Velo3D sigla un contratto pluriennale da 11,5 milioni di dollari con un prime contractor della difesa USA per la Rapid Production Solution

Velo3D, azienda statunitense specializzata in manifattura additiva metallica per componenti mission-critical, ha ottenuto un contratto di produzione a pieno regime del valore di 11,5 milioni di dollari da un importante prime contractor della difesa negli Stati Uniti. L’accordo, di durata pluriennale, è legato a un programma di sicurezza nazionale definito “ad alta visibilità” e prevede la fornitura di componenti metallici complessi prodotti con la Rapid Production Solution (RPS) dell’azienda.

Rapid Production Solution e LPBF industriale al centro del contratto

Il cuore tecnico dell’accordo è la Rapid Production Solution di Velo3D, un modello che combina celle produttive interne, stampanti della famiglia Sapphire e servizi gestiti per accelerare il passaggio dalla qualifica alla produzione seriale. La RPS sfrutta la tecnologia Laser Powder Bed Fusion (LPBF) su scala industriale per realizzare componenti metallici ad alte prestazioni riducendo tempi di consegna e costi rispetto alle lavorazioni sottrattive tradizionali, in particolare quando si tratta di geometrie complesse e lotti ripetitivi.

Obiettivi del programma: componenti critici più veloci e a costi inferiori

Il prime contractor utilizzerà la Rapid Production Solution per produrre componenti critici destinati a un programma di sicurezza nazionale in fase di ingresso nella produzione a pieno regime. L’adozione della LPBF di Velo3D punta a sostituire o affiancare processi sottrattivi convenzionali, con l’obiettivo di ridurre il time-to-market, aumentare la capacità di “surge” produttivo e contenere i costi ciclo-vita di parti complesse soggette a requisiti stringenti di qualità e tracciabilità.

Posizionamento di Velo3D nella difesa e nella base industriale USA

Il contratto da 11,5 milioni di dollari si inserisce in una serie di iniziative che vedono Velo3D sempre più integrata nella base industriale della difesa statunitense, tra cui accordi con l’esercito USA e programmi come Project FORGE focalizzati sulla rimozione di colli di bottiglia produttivi. L’azienda ha anche ottenuto la certificazione AS9100D per il sistema di gestione della qualità della Rapid Production Solution, un requisito chiave per operare nelle supply chain aerospaziali e militari e per supportare contratti pluriennali con prime contractor.

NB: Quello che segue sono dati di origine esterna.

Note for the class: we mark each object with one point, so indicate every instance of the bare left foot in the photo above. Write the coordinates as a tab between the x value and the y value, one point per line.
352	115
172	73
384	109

Il ruolo della leadership di Arun Jeldi e le prospettive per i servizi RPS

Il CEO Arun Jeldi ha sottolineato che il contratto conferma la fiducia dei partner industriali nella capacità di Velo3D di scalare rapidamente la produzione attraverso consegne rapide, maggiore affidabilità e disponibilità di capacità aggiuntiva per gestire picchi di domanda. Nel quadro più ampio della strategia aziendale, i servizi Rapid Production Solution/Rapid Production Services sono indicati come uno dei pilastri per bilanciare ricavi da hardware e servizi, con un peso prospettico compreso tra il 20% e il 30% del fatturato e una forte esposizione a spazio, difesa e applicazioni industriali ad alta criticità.

Possibili implicazioni per supply chain, qualifica e cybersecurity

Il crescente utilizzo della LPBF metallica in ambito militare porta con sé implicazioni che vanno oltre la sola macchina: qualifica dei materiali, processi di post-processing, controlli non distruttivi e gestione dei dati diventano parte integrante del requisito tecnico. Velo3D enfatizza inoltre la conformità dei propri sistemi agli standard di cybersecurity del Dipartimento della Difesa, elemento cruciale in un contesto in cui file di stampa, parametri di processo e tracciabilità digitale sono componenti strategiche tanto quanto la prestazione meccanica del pezzo finito.